5 Product-Market Fit Areas Every Startup Founders Should Consider

James Le
Inside Product Management
4 min readAug 2, 2016

Talk to any startup founders in the Bay Area, and you will know that one of the biggest challenges for them is to determine the product-market fit for their own product. What is product-market fit? Marc Andreesen, whom the term is attributed, defines it as “being in a good market with a product that can satisfy that market.” Countless influencers in the tech industry have given advice on how a startup can hit product/market fit, from Marc Andreesen himself, to Steve Blank (who started the Lean Startup school of thought) and Paul Graham (who founded Y-Combinator, the most influential venture capital firm in Silicon Valley).

Last week, I went to talk called “Product Market Fit: The Importance of Getting It Right” at the Nasdaq Entrepreneurial Center. The 2 speakers are Sean Jacobson, a general partner at Norwest Venture Partners (a global, multi-stage venture capital growth equity investment firm with approximately $5 billion in capital), and Michelle Zatlyn, co-founder of CloudFare (a web performance and security company that provides online service to protect and accelerate websites online). In the talk, Sean interviewed Michelle on how she was able to know that CloudFare has achieved product-market fit, particularly after its series-B fundraising round. Sean outlines the 5 categories that startup founders need to look at while assessing their product:

· Diversity of customers

· Engagement

· Churn

· Commitment Level

· Word of Mouth and Virality

For each of these categories, Sean came up with 3 options, correlating with the maturity stage of the product with respect to that specific category.
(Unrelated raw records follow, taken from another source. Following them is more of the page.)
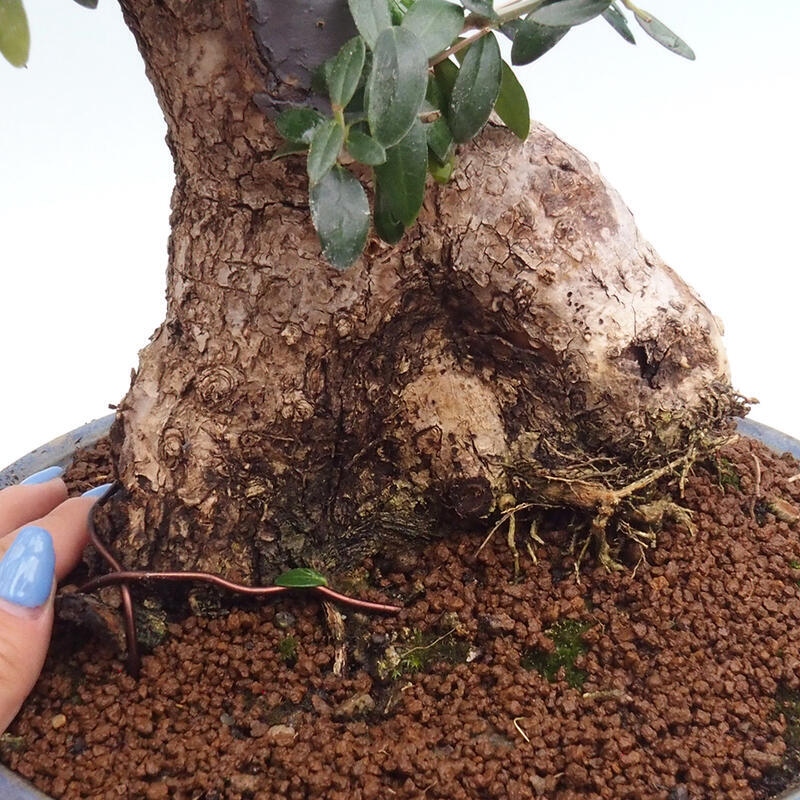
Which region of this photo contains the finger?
[0,478,67,536]
[0,525,56,732]
[0,500,97,581]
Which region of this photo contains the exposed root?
[322,600,347,677]
[484,437,736,578]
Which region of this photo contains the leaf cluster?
[0,0,97,67]
[275,0,694,269]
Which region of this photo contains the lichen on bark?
[100,0,738,583]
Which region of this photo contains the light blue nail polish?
[0,525,56,608]
[81,483,113,497]
[20,467,64,486]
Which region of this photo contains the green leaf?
[367,28,428,147]
[448,34,503,142]
[494,61,531,141]
[433,59,458,99]
[425,117,453,164]
[275,567,328,589]
[601,3,636,44]
[373,186,406,244]
[307,119,344,184]
[511,17,569,66]
[308,164,369,269]
[275,108,325,145]
[634,8,695,61]
[528,0,611,27]
[0,0,31,67]
[425,73,458,165]
[428,153,456,183]
[327,36,367,108]
[403,0,464,58]
[347,0,392,50]
[461,0,497,20]
[375,120,428,227]
[347,128,386,167]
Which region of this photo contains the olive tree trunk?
[104,0,736,583]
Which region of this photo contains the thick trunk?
[104,0,735,583]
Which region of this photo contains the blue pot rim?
[0,414,800,800]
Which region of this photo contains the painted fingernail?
[0,525,56,608]
[81,483,114,497]
[20,467,64,486]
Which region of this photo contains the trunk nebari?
[104,0,736,583]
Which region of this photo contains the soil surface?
[0,439,800,800]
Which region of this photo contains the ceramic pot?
[0,414,800,800]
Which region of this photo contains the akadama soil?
[0,440,800,800]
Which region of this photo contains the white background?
[0,0,800,467]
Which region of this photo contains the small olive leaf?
[367,28,428,147]
[275,108,325,145]
[448,34,503,142]
[0,0,31,67]
[528,0,611,27]
[634,8,695,61]
[428,153,456,183]
[425,76,458,164]
[425,117,453,164]
[347,128,386,167]
[433,59,458,99]
[347,0,392,50]
[373,186,406,244]
[375,119,428,227]
[275,567,328,589]
[461,0,497,20]
[327,36,367,108]
[306,119,344,184]
[511,17,570,67]
[308,164,369,270]
[601,3,636,44]
[403,0,464,58]
[498,18,522,42]
[494,61,531,141]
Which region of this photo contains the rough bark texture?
[104,0,734,582]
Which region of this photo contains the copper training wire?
[78,483,401,678]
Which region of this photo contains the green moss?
[763,686,800,797]
[378,629,469,680]
[520,619,591,689]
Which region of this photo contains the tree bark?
[103,0,737,583]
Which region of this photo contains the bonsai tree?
[0,0,740,596]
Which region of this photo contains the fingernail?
[81,483,114,497]
[20,467,64,486]
[0,525,56,608]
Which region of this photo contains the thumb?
[0,525,56,733]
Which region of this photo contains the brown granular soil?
[0,440,800,800]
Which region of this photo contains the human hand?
[0,467,108,733]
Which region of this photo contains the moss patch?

He then asked the audience, which comprised of many startup founders, to evaluate their own products based on these 3 options. Option 1 gets 1 points, option 2 gets 3 points, and option 3 gets 5 points. The more points the product gets, the closer the business reaches product-market fit. In this post, I want to share Sean’s product-market fit evaluation rubric, because I think it is extremely note-worthy for founders to consider so they can make proper move while developing their business.

1 — Diversity of customers

How many customers you did not know before starting the company?

· Your customers are only fellow startups in your incubator class (1 pt)

· Your customers include other tech companies in Silicon Valley (3 pt)

· Your customers span around the country and outside of your network (5 pt)

2 — Engagement

How core is your product to the customer’s business?

· Users log in once every month or two in sporadic bursts (1 pt)

· Users log in several times a month (3 pt)

· Users leverage the product daily to get their job done (5 pt)

3 — Churn

What is the rate at which you are losing customers?

· You haven’t started measuring churn yet. You need more data to assess why you’re losing customers (1 pt)

· You experience 2–4% churn per month or 24–48% churn per year. Customers are actively giving you unsolicited feedback on how to improve the product (3 pt)

· You experience 0–1% churn per month or up to 12% churn per year (5 pt)

4 — Commitment Level

Do you have customers on pilot programs?

· Users have committed and are likely to test other products in the market too (1 pt)

· Users commit to your product on a month-to-month basis (3 pt)

· Users commit to your product to 1–3 year deals (5 pt)

5 — Word of Mouth and Virality

How are you acquiring new customers?

· All sales require outbound cold calling or networking (1 pt)

· Sales are mixed between outbound cold calling and inbound leads. People start to search for solutions in your market (3 pt)

· Most sales are generated from inbound leads and customer referrals (5 pt)

Finally, this is the product market fit point assessment:

· 0–9 points: You are in the product testing phase to define what business you are in. You should not hire any salespeople yet, but you should definitely get market feedback outside of your local tech community.

· 10–17 points: You start getting early validation that your product solves a potential pain. It might be time to hire 2 sales representative. If both of them perform well, then your product really resonates with the market.

· 18–25 points: Your product is well on the way in reaching product-market fit. You should think about expanding your sales team to catch even bigger opportunities.

There you have it, a simple rubric to determine how you are doing in the process of getting product-market fit. Let me know if you agree or disagree with this evaluation system!